We sat at his desk in the medical tent. No one else was around. A wind turbine outside made a haunted droning sound. At one point, without comment, Clark handed me an STS-107 mission patch, like the one the Columbia astronauts had worn on their suits. I thanked him and set it down on the desk. It seemed like a good time to ask about his work on the Columbia investigation.

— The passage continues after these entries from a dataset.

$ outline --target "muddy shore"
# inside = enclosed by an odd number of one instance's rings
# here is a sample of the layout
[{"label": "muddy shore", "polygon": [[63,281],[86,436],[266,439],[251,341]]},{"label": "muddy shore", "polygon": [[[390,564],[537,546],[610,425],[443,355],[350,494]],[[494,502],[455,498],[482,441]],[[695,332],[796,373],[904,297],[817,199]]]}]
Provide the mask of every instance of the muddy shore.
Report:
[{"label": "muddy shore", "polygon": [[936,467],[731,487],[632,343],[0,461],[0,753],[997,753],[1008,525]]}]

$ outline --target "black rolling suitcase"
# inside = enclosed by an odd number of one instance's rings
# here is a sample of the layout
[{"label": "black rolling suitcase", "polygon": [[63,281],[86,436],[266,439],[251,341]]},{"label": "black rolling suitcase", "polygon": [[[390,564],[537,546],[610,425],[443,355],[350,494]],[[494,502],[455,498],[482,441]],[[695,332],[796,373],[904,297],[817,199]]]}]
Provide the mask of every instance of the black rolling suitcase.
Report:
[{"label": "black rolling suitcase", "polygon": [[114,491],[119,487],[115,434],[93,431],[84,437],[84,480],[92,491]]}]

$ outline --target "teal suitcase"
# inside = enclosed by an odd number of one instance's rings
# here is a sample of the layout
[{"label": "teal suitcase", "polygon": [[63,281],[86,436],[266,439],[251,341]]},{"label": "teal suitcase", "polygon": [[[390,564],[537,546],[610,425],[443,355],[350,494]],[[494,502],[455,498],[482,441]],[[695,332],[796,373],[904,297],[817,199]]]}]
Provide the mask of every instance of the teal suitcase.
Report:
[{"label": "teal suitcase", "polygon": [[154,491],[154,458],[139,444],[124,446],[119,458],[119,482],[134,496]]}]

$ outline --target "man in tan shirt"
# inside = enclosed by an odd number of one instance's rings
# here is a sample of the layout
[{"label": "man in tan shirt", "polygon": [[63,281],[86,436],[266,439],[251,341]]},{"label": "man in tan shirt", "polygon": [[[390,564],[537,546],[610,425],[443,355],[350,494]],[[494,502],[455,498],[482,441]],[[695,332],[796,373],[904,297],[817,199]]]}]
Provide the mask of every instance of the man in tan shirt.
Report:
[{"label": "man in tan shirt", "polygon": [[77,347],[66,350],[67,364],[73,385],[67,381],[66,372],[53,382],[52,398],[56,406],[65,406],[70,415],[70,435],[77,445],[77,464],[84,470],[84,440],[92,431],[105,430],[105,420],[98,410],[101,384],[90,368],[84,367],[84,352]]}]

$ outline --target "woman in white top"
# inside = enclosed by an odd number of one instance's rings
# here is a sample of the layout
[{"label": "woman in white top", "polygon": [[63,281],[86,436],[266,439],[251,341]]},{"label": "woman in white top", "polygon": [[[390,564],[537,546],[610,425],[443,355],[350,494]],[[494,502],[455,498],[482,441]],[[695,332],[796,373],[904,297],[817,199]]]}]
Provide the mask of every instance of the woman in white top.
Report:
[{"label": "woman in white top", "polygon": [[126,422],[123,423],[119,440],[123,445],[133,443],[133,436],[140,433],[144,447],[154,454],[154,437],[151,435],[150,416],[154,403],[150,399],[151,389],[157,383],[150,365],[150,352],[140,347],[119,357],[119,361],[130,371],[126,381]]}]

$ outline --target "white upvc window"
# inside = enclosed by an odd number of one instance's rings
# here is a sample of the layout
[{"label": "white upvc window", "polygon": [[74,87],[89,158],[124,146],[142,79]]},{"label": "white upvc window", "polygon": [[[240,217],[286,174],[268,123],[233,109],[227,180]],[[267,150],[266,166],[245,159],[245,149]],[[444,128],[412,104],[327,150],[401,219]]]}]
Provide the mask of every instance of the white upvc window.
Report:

I knew from reading the Columbia Crew Survival Investigation Report that the astronauts had not had their visors down when the crew compartment lost pressure. I wondered whether they might have survived had their suits been pressurized and had they been equipped with self-deploying parachutes. The closest thing to a precedent was the crash of Air Force test pilot Bill Weaver. On January 25, 1966, Weaver survived when his SR-71 Blackbird broke up around him while traveling Mach 3.2—more than three times the speed of sound. His pressure suit—and the fact that he was flying at 78,000 feet, where the air is about 3 percent as dense as the air at sea level—protected him from the friction heating and windblast that would, at lower altitudes, handily kill a person moving that fast. Columbia was traveling at Mach 17, but given the negligible density of the atmosphere at 40 miles up, the windblast was about the equivalent of a 400-miles-per-hour blast at sea level. (More on windblast shortly.) It presented what Art Thompson describes as a manageable risk. “It’s survivable,” said Clark.